// the find
moj-analytical-services/splink
Fast, accurate and scalable probabilistic data linkage with support for multiple SQL backends
Splink is a Python library for probabilistic record linkage and deduplication — finding which rows across datasets refer to the same real-world entity when there's no shared unique ID. It implements the Fellegi-Sunter model with EM training, runs on DuckDB locally or Spark/Athena at scale, and requires no labeled training data. Built by the UK Ministry of Justice, it's production-proven on census-scale data.

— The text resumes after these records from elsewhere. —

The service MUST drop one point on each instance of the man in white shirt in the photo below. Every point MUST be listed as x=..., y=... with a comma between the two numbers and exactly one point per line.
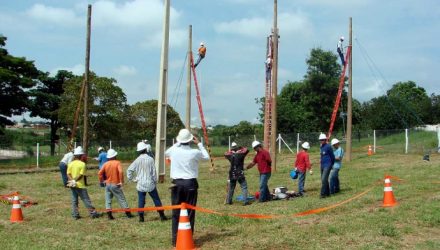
x=184, y=172
x=67, y=158
x=143, y=172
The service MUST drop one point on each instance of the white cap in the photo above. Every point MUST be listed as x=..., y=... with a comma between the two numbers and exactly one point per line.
x=141, y=146
x=78, y=151
x=111, y=153
x=335, y=141
x=184, y=136
x=305, y=145
x=255, y=144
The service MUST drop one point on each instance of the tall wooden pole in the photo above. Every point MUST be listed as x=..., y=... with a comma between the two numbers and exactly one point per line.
x=161, y=125
x=86, y=83
x=350, y=94
x=274, y=87
x=188, y=81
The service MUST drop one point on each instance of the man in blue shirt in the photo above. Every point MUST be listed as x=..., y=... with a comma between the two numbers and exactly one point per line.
x=334, y=174
x=327, y=161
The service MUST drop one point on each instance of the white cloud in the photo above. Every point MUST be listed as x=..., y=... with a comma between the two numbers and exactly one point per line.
x=77, y=69
x=57, y=16
x=124, y=70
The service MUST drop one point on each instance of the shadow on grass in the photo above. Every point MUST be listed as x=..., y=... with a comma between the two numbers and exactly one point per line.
x=211, y=236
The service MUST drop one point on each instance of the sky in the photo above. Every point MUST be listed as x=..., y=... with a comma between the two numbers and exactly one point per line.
x=394, y=40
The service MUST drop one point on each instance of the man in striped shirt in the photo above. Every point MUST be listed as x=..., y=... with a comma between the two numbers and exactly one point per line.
x=143, y=172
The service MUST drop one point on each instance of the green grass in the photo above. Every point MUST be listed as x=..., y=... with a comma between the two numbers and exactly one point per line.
x=359, y=224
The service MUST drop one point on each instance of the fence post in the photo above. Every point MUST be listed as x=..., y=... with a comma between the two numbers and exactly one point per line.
x=374, y=141
x=38, y=155
x=406, y=141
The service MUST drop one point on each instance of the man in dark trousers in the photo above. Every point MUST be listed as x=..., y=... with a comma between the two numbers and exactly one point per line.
x=327, y=161
x=236, y=157
x=184, y=172
x=264, y=162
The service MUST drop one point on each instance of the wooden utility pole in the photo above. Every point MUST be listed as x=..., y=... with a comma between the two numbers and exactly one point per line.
x=350, y=94
x=161, y=126
x=86, y=83
x=274, y=88
x=188, y=81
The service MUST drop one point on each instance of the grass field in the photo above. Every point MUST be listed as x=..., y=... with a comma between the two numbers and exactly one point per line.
x=358, y=224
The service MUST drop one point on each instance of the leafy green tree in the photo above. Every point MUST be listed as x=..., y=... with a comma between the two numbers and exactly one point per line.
x=141, y=120
x=45, y=101
x=17, y=75
x=107, y=106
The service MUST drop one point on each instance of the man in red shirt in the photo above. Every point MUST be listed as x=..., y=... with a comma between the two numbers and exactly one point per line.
x=302, y=164
x=112, y=170
x=262, y=158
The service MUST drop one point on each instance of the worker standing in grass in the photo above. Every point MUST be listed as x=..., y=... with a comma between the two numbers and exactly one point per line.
x=302, y=164
x=334, y=174
x=202, y=53
x=236, y=157
x=76, y=171
x=327, y=160
x=262, y=158
x=112, y=170
x=184, y=172
x=67, y=158
x=143, y=172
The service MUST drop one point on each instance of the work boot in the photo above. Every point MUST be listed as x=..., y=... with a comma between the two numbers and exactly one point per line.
x=162, y=216
x=110, y=216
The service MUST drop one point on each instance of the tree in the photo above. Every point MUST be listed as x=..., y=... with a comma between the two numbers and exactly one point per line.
x=141, y=123
x=16, y=76
x=107, y=106
x=45, y=101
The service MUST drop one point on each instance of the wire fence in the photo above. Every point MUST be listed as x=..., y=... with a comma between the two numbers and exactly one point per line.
x=29, y=151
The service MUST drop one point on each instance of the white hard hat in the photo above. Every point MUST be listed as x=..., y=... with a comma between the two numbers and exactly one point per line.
x=255, y=144
x=141, y=146
x=184, y=136
x=78, y=151
x=335, y=141
x=305, y=145
x=111, y=153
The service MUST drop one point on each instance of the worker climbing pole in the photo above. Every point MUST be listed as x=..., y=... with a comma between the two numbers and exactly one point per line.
x=202, y=117
x=338, y=96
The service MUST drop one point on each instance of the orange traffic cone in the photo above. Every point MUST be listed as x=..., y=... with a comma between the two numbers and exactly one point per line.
x=184, y=232
x=16, y=213
x=388, y=196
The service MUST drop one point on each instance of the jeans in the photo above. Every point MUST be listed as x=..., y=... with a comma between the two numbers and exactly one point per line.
x=185, y=190
x=114, y=190
x=264, y=189
x=301, y=181
x=325, y=187
x=63, y=170
x=334, y=181
x=154, y=195
x=232, y=184
x=81, y=193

1. Backend abstraction is genuinely well-designed — the same model code runs on DuckDB for a million records on a laptop or Spark for 100M+ records in the cloud, with PostgreSQL and Athena also supported. 2. Unsupervised EM training means you can get reasonable match weights without any ground-truth labels, which is the realistic situation for most entity resolution problems. 3. Term frequency adjustments are built in as a first-class feature — 'John Smith' matching 'John Smith' is treated differently than 'Zoltan Kowalczyk' matching 'Zoltan Kowalczyk', which most DIY implementations miss entirely. 4. The interactive diagnostics tooling (comparison viewer, cluster studio, waterfall charts) are practical for debugging why specific pairs did or didn't match — not just accuracy metrics, but per-record explainability.
1. The Fellegi-Sunter model assumes conditional independence between comparison columns — if your name and address fields are correlated (they usually are), your match weights are biased and there's no automated warning about this. 2. Blocking rules are still a manual configuration step that requires domain expertise; bad blocking silently kills recall because candidate pairs are never generated, and the tooling for choosing blocking rules is diagnostic rather than prescriptive. 3. Spark backend introduces significant operational overhead — the DuckDB path is excellent, but using Splink at true scale means owning a Spark cluster, and the Spark-specific bugs/quirks get less testing attention than DuckDB. 4. The v3-to-v4 API break was significant enough that most Stack Overflow answers and older tutorials are now wrong, and the migration path for existing models isn't smooth.